Nasser Rabbat is the Aga Khan Professor and Director of the Aga Khan Program for Islamic Architecture at MIT. His interests include Islamic architecture, urban history, heritage studies, Arab history, contemporary Islamic art, and post-colonial criticism.

He teaches lecture courses on various aspects of Islamic architecture and seminars on Orientalism and colonialism; Issues in Islamic Urbanism; Historiography of Islamic Architecture; Late Antiquity and the foundation of Islamic architecture; Reading Ibn Khaldun; (Re)constructing Memory; Urbicide; and Balancing Globalism and Regionalism in Gulf.

He has received various awards and fellowships from the J. Paul Getty Center, Los Angeles; the Villa | Tatti, Florence; the American Academy in Rome; the Institut d'études avancées, Paris; the Annemarie Schimmel Kolleg, University of Bonn; the Radcliffe Institute for Advanced Study, Cambridge, MA; the American Research Center in Egypt (ARCE); the Institut Français d'Archéologie Orientale (IFAO), Cairo; and l'Institut du Monde Arabe (IMA), Paris.
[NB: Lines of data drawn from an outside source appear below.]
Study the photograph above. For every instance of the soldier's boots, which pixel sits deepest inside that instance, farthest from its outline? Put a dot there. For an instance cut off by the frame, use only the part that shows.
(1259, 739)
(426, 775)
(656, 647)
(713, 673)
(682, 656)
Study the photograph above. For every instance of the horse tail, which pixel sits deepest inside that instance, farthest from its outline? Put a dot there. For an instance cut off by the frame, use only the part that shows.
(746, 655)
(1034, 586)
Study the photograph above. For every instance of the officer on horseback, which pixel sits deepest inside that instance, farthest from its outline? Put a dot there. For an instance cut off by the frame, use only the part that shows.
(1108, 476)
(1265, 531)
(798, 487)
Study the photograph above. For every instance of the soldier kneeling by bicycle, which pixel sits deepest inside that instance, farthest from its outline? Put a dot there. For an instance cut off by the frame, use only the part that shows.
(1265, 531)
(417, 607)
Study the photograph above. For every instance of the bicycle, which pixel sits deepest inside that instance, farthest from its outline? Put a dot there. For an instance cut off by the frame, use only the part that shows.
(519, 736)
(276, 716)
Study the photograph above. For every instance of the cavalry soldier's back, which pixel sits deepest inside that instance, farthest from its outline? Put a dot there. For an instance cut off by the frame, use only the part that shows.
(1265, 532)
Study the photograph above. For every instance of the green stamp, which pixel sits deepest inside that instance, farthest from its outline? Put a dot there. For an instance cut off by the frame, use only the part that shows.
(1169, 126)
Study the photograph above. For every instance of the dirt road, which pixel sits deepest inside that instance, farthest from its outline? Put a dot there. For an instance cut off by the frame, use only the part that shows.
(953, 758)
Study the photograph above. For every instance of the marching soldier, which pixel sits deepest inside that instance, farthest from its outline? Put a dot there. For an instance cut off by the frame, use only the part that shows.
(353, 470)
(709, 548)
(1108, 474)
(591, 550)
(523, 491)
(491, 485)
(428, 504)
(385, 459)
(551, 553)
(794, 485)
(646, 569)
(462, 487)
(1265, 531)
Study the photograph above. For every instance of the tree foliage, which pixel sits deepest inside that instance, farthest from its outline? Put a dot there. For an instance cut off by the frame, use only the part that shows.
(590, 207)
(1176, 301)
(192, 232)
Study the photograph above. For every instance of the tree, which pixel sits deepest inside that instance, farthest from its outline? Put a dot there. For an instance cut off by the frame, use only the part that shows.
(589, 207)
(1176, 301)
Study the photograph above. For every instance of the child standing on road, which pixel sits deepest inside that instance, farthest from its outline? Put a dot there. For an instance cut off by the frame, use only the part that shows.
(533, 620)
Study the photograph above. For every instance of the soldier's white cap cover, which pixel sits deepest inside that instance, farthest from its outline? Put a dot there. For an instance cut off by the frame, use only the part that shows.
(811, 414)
Professor Rabbat served as a member of the 2019 and the 2022 Aga Khan Award for Architecture Steering Committees.

Professor Rabbat has published numerous articles and several books on topics ranging from Mamluk architecture to Antique Syria, 19th century Cairo, Orientalism, and urbicide. His most recent books are Writing Egypt: Al-Maqrizi and His Historical Project (2023); Nasser Rabbat: Critical Encounters (2023); and 'Imarat al-Mudun al-Mayyita (The Architecture of the Dead Cities) (2018). His co-edited book, Construction as Destruction: The Case of Syria will be published in 2024. He is currently editing a book on the cultural history of Syria, tentatively entitled, Syria: The Land Where Cultures Met, and writing a history of Mamluk Cairo.